Anyway, we started the clock for 2 hours feedings. I brought Lacey and the pups the the living room, held Lacey in my lap, and plugged in the pups. They are very slow nursers at this age so it took about 45 minutes for them to have their fill. Lacey's belly was sore so I had to hold her down and stretched out for the pups to latch on. When they are kneeding her belly, I was moving their feet off the incision. Even with pain medication, it can be very uncomfortable for them. I know, I've been there myself. I do everything I can to keep any pain to a minimum for her. Once the babes were done, I put them back in their incubator, gave Lacey her beer, and let her rest while I did the same. This was continued around the clock by setting the alarm. At about 5:30AM, Lacey finally started showing some interest in the pups by smelling and licking them. I was able to sit with her and all the pups in my lap on a towel, without holding her, while she cleaned her babies. It was such a relief to me. After about 45 minutes of bonding, I tried putting them together in the same bed in her puppy pen (3'x3' enclosure with elevated floor and top that closes). Lacey immediately got out of the bed and went to hers beside it. Oh well, we were atleast making progress. I checked on them about 1/2 hour later as I went for more coffee and she was in the bed with them. Yeah!!! She's been there ever since....such a good momma.

The most vital part now is ensuring that Lacey is eating and drinking enough and there's no infection from the surgery. As of now, I'm warming up canned food with water and dry kibble and hand feeding her in the puppy box. That's the only way she'll eat. I force walk her several times a day so she can potty and I change the bedding, weigh pups, and check them over to make sure no cord infection, etc. We're focused on mom for a few days while we try to catch up on some much needed sleep.


----------



## LiMarChis (Mar 29, 2010)

*Early Neurological Stimulation*

Monday, 6/14/10

Well, the pups are three days old now and doing great. The weights are as follows:

Cream/White Girl - Birth @ 4.8oz Day 3 @ 4.6oz
Black Tri Boy - Birth @ 4.3oz Day 3 @ 5.0oz
Cream Boy - Birth @ 3.8oz Day 3 @ 3.9oz

They all lost a little bit of weight the first day but started gaining again by the second day. This is normal for a regular delivery. It was expected with this one because Lacey's milk hadn't come in good until Saturday. 

Today we removed the declaws. All three did just fine. No excess bleeding and they snuggled back up with Lacey and started nursing immediately when put back with mom.

Today also starts the early neurological stimulation regimen that we call "the treatment." They get the treatment from day 3 through day 16. I've attached a link to better explain this for those who are interested in learning about this process.

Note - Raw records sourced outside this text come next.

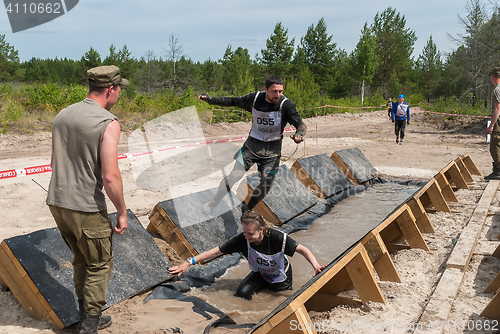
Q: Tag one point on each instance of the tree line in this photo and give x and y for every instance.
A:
(315, 70)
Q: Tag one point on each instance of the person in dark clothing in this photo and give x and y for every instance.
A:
(389, 108)
(401, 117)
(267, 252)
(271, 111)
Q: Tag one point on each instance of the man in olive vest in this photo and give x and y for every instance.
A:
(85, 139)
(494, 128)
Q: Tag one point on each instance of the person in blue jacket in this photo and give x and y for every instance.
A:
(400, 116)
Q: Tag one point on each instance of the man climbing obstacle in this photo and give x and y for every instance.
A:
(271, 111)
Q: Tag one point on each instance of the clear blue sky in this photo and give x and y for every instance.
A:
(206, 28)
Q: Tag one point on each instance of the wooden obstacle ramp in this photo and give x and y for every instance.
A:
(353, 163)
(37, 269)
(181, 222)
(287, 198)
(320, 174)
(355, 268)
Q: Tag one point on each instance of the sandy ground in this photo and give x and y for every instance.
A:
(430, 144)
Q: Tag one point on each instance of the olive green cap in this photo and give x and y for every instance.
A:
(106, 76)
(494, 70)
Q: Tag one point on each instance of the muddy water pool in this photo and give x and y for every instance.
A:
(327, 237)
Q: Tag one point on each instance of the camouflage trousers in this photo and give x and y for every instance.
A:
(495, 144)
(88, 235)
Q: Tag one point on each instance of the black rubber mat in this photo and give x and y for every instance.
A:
(325, 174)
(138, 265)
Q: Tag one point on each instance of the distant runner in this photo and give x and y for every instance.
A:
(271, 111)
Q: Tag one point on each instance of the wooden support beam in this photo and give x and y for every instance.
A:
(436, 197)
(457, 177)
(343, 168)
(446, 189)
(297, 322)
(396, 247)
(492, 310)
(409, 228)
(379, 256)
(494, 285)
(471, 166)
(441, 301)
(361, 272)
(421, 218)
(463, 170)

I've been using this technique for many, many years and I can attest to the fact that is makes a big difference in the development of the puppies. This is a very well known technique and I think every breeder should be utilizing it. In addition to the added benefit of the treatment for the puppies, it's an ideal time to provide human contact for the puppy as well as being able to examine the puppy for any early signs of illness. It takes only moments per day per puppy and gives lifelong benefits. Puppies must be handled from birth. They may not be able to see or hear, but they can certainly smell and feel.

http://www.breedingbetterdogs.com/articles/early_neurological_stimulation_en.php 

All three pups did great. The girl was the most vocal during the process. The black tri boy struggled the most during the prone position. The cream boy is the most laid back at present and took it all in stride. None liked the cold towel, but who can blame them. I've yet to have one that just lays on that but some do crawl faster than the others. lol 

In addition to the things noted above, I also handle each foot and run my finger in the mouth and around the muzzle of each puppy. This gets them used to having their feet and mouth touched and handled so it's not an issue when they are older. Whether a pet or a show prospect, every dog should be able to sit still during a pedicure and having teeth brushed/cleaned. This sets the foundation for that.


----------



## flippedstars (Dec 16, 2009)

thanks for sharing...can't wait to read more about their progress.


----------



## foggy (Oct 12, 2009)

Oh I almost missed this! Thanks so much for sharing this with us! I too look forward to following their progress.


----------



## flippedstars (Dec 16, 2009)

Lisa...how are the puppies!!?? Can we get pictures soon assuming everyone is doing well? I had no idea about the beer trick, but that is hilarious LOL. "Lacey gets her beer". Also hard to believe your little ones are almost a week old now. Sorry, I know you are way way busy. You can ignore these questions, but we are thinking positive thoughts for you and your babies!


----------



## LiMarChis (Mar 29, 2010)

*Wednesday, 6/16/10*

http://www.chihuahua-people.com/showthread.php?t=52123&page=4

Here's birthday pics. I've tried to type an update for the last 20 minutes and am having a storm, which is throwing off the power. Keeping losing what I type. So frustrating. 

Pups are healthy and gaining weight. Nursing vigurously. Not much change in the first few days other than gaining weight.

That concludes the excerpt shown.